ClearTips: Powerful paragraphs
Repeat an opening word or phrase
Repeating an opening word or phrase at the beginning of
paragraphs propels your argument across two or more of them.
Banks' credit-risk models are mind-bogglingly complex.
But the question they try to answer is actually quite simple: how much
of a bank's lending might plausibly turn bad? Armed with the answer,
banks can set aside enough capital to make sure they stay solvent should
the worst happen.
No model, of course can take account of every possibility.
Credit-risk models try to put a value on how much a bank should
realistically expect to lose in the 99.9% or so of the time that passes
for normality. This requires estimating three different things: the
likelihood that any given borrower will default; the amount that might
be recoverable if that happened; and the likelihood that the borrower
will default at the same time others are doing so.

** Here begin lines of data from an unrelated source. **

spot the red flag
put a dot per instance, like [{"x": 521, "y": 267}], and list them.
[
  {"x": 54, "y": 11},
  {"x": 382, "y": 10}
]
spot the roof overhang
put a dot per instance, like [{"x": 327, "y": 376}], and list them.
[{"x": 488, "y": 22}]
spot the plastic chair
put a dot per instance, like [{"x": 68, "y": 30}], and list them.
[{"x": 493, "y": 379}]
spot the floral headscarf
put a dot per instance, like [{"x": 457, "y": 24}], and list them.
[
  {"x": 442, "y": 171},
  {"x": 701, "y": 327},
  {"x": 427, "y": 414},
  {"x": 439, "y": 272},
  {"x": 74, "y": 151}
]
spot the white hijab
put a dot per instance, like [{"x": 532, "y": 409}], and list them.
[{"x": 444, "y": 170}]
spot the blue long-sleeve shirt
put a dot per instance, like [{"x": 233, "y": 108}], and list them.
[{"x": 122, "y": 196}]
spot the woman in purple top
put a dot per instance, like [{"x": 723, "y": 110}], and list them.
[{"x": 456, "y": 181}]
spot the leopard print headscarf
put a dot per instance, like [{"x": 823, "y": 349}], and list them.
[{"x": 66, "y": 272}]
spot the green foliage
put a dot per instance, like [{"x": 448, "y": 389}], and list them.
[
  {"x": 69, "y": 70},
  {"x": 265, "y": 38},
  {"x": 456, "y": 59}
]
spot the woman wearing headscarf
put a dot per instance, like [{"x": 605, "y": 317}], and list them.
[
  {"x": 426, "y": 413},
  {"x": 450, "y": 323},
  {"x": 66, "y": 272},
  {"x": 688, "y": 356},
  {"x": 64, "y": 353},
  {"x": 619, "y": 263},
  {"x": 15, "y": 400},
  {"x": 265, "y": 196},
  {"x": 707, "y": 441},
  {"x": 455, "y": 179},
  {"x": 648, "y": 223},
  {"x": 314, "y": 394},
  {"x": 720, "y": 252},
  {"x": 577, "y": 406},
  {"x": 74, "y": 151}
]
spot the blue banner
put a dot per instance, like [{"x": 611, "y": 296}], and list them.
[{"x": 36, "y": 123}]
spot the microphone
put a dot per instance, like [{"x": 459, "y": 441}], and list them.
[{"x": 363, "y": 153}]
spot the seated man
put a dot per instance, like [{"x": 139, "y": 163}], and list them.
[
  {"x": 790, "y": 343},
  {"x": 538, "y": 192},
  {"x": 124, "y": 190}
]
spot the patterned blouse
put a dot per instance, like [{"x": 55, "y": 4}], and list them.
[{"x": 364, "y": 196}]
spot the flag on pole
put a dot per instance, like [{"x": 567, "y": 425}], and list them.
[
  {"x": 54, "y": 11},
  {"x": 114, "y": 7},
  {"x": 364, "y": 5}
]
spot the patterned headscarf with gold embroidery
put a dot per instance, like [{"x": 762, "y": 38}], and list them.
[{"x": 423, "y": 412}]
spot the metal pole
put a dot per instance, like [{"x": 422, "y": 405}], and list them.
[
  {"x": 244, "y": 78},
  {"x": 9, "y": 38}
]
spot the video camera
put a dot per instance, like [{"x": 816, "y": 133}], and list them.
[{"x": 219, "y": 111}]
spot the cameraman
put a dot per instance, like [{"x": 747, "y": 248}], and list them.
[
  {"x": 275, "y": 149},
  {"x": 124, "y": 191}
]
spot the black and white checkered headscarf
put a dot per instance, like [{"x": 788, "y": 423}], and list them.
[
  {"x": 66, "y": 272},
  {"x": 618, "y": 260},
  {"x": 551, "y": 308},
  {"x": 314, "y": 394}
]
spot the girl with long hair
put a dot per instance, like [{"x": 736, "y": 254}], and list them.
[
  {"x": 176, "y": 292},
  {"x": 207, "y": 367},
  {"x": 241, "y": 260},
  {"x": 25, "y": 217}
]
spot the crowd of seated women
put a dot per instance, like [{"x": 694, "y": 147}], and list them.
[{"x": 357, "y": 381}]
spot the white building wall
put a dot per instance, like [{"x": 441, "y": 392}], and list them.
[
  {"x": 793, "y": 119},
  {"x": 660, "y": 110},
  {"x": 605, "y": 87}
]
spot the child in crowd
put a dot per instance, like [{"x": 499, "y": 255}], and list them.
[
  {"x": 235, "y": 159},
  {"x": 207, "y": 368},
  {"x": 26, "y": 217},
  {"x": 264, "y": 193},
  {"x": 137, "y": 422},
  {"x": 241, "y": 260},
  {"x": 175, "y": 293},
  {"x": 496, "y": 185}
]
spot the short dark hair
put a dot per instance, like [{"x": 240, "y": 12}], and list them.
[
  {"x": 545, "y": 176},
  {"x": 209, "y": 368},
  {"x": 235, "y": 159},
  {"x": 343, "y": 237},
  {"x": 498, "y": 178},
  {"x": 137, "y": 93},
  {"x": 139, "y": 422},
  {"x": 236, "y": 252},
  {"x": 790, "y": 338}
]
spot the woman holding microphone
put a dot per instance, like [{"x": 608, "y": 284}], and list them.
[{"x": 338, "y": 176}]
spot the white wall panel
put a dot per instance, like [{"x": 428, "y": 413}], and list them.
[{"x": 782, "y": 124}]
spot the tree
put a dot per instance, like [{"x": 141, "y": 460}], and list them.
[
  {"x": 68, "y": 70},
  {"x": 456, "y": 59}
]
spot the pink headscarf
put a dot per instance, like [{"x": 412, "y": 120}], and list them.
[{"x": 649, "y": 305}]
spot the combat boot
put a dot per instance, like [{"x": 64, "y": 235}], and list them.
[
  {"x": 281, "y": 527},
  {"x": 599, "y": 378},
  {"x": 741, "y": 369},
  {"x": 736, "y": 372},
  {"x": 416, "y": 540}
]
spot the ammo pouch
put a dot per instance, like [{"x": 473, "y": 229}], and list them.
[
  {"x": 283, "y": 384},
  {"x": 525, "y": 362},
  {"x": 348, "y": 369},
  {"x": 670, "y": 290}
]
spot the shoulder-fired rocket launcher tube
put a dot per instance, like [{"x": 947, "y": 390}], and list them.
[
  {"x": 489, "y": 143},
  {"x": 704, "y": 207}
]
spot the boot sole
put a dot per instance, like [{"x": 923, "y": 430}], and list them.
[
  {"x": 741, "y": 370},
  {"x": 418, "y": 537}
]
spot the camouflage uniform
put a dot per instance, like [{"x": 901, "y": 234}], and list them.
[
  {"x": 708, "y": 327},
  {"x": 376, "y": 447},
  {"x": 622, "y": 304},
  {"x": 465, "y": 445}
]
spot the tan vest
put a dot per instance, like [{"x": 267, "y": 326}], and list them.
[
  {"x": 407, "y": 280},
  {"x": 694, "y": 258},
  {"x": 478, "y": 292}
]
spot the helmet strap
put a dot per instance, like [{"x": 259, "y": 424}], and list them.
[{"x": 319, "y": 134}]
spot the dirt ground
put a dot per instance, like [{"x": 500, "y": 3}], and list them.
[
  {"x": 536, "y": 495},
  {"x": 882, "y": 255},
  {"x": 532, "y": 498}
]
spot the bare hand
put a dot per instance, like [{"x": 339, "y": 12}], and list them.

The repeated opening also tells readers that the paragraphs
are doing similar work—that the second paragraph adds to or elaborates
on the point of the first.
Small wonder, then, that such a variety of insects
and plants were unwittingly trapped in the stickiness and thereby preserved,
fragmentary DNA and all. The exhibition's 200-odd fossil marvels include
entombed ants, a frog, a scorpion, a perfect flower and a yet-to-be-revealed
mystery item that Dr Grimaldi discovered recently in New Jersey.
Small wonder, too, that amber has long had
cultural significance. Though not especially rare (many trees exuded
great gouts of the stuff) it is both attractive and easy to work. Amber
has been carved since the Stone Age into symbolic figures and used as
currency. The Greeks and Romans alike were fascinated by its weightless
luminosity. In recent years the Baltic amber that was expensively transported
across Europe to the Mediterranean 2,000 years ago has become ubiquitous
as a cheap jewel, exported now as earrings and brooches by modern Balts
as desperate as their forebears for trade.